Indigenous Ashaninka DNA helps geneticists write new chapters of pre-colonial history in South America
Geneticists have written new chapters in the reconstruction of pre-colonial Americas history after using DNA from the indigenous Ashaninka people from Amazonian Peru. They have discovered previously unexpected levels of genetic variation in this group and uncovered a strong hint that these people were involved in a South-to-North migration that led to the transition from an archaic to ceramic culture in the Caribbean islands.
The dramatic impact of European colonisation during the second half of the last millennium has strongly influenced the genetic history of the Americas, making the reconstruction of the American genetic history difficult compared to other continents.
The most informative sources that can allow us to go back into the indigenous genetic history are the ancient DNA and the DNA from modern individuals belonging to Indigenous groups. For the latter, the inner region of South America is significantly underrepresented.

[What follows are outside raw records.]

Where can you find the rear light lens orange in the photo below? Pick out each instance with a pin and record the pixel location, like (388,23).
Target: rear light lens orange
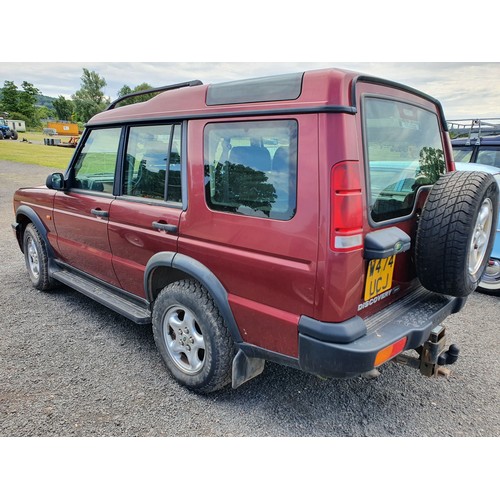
(390,351)
(346,218)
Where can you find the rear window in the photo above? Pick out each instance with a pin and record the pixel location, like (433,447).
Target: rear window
(404,150)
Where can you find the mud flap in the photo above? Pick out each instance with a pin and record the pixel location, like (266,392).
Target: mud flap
(245,368)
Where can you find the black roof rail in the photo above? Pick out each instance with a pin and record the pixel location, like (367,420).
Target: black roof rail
(475,128)
(192,83)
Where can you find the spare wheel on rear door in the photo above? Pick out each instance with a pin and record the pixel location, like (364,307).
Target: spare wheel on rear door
(456,232)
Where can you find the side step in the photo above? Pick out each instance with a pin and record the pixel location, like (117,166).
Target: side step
(131,309)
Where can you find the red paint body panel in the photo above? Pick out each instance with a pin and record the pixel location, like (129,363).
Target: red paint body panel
(259,261)
(134,241)
(274,271)
(82,238)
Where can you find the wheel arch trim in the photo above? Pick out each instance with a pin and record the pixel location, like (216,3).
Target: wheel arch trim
(37,222)
(202,274)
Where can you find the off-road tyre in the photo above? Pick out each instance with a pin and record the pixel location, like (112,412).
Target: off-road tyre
(452,247)
(36,258)
(186,317)
(490,280)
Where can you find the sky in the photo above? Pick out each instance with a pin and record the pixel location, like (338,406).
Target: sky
(422,47)
(466,89)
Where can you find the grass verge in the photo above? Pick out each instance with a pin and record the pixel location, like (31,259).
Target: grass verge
(35,152)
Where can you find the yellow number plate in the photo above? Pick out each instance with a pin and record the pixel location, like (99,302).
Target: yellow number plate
(379,276)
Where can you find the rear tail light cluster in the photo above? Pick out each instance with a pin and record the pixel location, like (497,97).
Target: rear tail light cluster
(346,233)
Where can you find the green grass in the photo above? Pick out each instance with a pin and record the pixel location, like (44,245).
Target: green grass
(35,152)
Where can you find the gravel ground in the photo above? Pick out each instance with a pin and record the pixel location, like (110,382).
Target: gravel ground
(70,367)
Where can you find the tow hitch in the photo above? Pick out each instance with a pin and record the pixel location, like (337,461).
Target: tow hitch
(432,355)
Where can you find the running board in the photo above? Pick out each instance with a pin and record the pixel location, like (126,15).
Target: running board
(129,308)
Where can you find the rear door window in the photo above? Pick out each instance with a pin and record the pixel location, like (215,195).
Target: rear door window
(153,163)
(95,167)
(404,152)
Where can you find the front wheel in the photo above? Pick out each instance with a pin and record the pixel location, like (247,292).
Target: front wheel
(36,258)
(490,280)
(192,337)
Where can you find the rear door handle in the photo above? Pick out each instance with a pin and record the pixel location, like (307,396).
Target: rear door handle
(169,228)
(99,213)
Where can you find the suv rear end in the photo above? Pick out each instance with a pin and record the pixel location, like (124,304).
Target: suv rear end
(306,219)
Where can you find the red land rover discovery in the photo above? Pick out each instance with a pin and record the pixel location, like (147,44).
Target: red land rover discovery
(311,219)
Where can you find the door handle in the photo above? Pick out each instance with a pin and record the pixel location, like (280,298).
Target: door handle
(169,228)
(99,213)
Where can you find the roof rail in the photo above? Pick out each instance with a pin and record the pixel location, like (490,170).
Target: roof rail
(192,83)
(475,128)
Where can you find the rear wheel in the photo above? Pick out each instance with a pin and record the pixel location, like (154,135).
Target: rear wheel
(456,232)
(192,337)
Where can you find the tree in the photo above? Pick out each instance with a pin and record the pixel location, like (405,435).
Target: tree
(125,90)
(64,108)
(43,113)
(26,102)
(10,98)
(90,99)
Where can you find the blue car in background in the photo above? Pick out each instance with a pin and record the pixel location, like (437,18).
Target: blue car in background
(490,282)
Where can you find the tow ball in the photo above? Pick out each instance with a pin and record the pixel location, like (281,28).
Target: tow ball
(433,355)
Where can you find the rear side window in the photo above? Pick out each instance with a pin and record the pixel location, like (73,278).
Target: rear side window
(251,168)
(489,155)
(404,150)
(462,154)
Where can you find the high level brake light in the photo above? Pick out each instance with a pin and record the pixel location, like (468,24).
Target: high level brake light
(346,232)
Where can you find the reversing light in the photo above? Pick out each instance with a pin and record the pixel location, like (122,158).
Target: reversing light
(346,218)
(390,351)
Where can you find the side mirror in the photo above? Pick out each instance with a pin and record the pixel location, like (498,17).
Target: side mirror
(55,181)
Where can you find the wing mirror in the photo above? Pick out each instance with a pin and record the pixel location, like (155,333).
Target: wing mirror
(55,181)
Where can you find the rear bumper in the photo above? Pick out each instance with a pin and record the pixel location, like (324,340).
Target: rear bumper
(349,349)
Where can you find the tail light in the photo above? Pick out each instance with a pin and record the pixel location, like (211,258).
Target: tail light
(346,230)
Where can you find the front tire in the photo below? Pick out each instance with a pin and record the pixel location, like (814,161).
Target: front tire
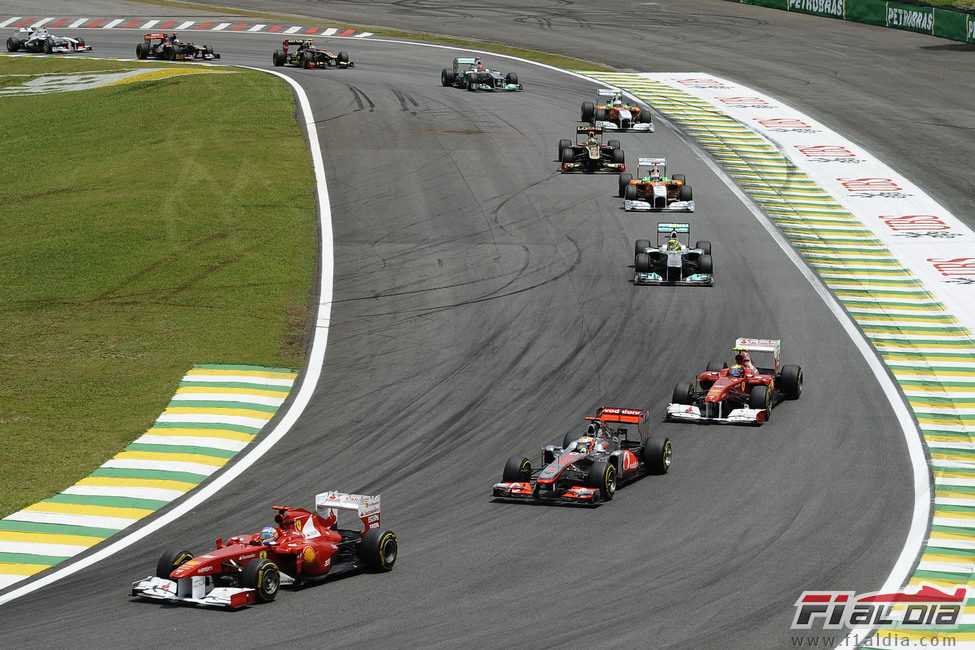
(517,470)
(625,179)
(657,455)
(170,561)
(684,393)
(263,577)
(602,476)
(378,549)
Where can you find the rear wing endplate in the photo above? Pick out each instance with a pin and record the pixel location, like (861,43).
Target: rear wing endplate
(367,507)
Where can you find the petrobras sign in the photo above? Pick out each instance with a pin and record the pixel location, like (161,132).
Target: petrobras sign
(835,8)
(918,19)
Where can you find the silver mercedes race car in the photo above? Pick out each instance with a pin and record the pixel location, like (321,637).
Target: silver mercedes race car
(672,260)
(38,39)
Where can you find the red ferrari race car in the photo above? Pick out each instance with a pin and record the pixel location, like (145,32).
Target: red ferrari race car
(303,546)
(743,393)
(587,470)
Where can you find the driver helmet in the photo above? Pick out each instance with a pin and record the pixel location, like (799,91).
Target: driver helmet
(267,535)
(584,445)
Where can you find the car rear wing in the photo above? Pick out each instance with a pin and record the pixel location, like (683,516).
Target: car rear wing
(759,345)
(616,414)
(673,227)
(367,507)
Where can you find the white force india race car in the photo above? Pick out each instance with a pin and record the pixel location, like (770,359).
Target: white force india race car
(614,114)
(38,39)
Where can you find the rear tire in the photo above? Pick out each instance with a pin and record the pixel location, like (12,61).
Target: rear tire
(657,455)
(684,393)
(625,179)
(170,561)
(790,382)
(760,398)
(704,264)
(378,549)
(602,476)
(588,110)
(517,470)
(262,576)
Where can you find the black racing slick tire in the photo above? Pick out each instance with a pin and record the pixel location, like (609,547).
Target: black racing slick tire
(657,455)
(517,470)
(170,561)
(683,393)
(564,143)
(704,264)
(790,382)
(602,476)
(588,110)
(262,575)
(378,549)
(625,179)
(641,263)
(761,398)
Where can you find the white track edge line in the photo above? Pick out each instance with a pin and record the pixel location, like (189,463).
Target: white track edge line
(302,398)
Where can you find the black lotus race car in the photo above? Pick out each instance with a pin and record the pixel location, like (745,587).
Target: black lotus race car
(470,73)
(591,155)
(170,48)
(38,39)
(588,469)
(303,54)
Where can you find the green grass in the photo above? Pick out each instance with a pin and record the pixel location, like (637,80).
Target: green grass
(146,227)
(550,58)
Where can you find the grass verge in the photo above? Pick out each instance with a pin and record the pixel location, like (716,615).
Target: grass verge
(541,56)
(148,226)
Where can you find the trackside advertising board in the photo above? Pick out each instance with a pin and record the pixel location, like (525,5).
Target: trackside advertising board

For these reasons, the scientists – led by Alessandro Achilli, Professor of Genetics at the Dept. of Biology and Biotechnology “L. Spallanzani” in the University of Pavia, and Marco Rosario Capodiferro, Postdoctoral Researcher in Trinity College Dublin’s School of Genetics and Microbiology – focused on a specific Indigenous group from Amazonian Peru, the Ashaninka, in the new study that has just been published in leading international journal, Current Biology.
The Ashaninka are an Arawakan-speaking group and the largest Indigenous group from the Amazonian areas of Peru.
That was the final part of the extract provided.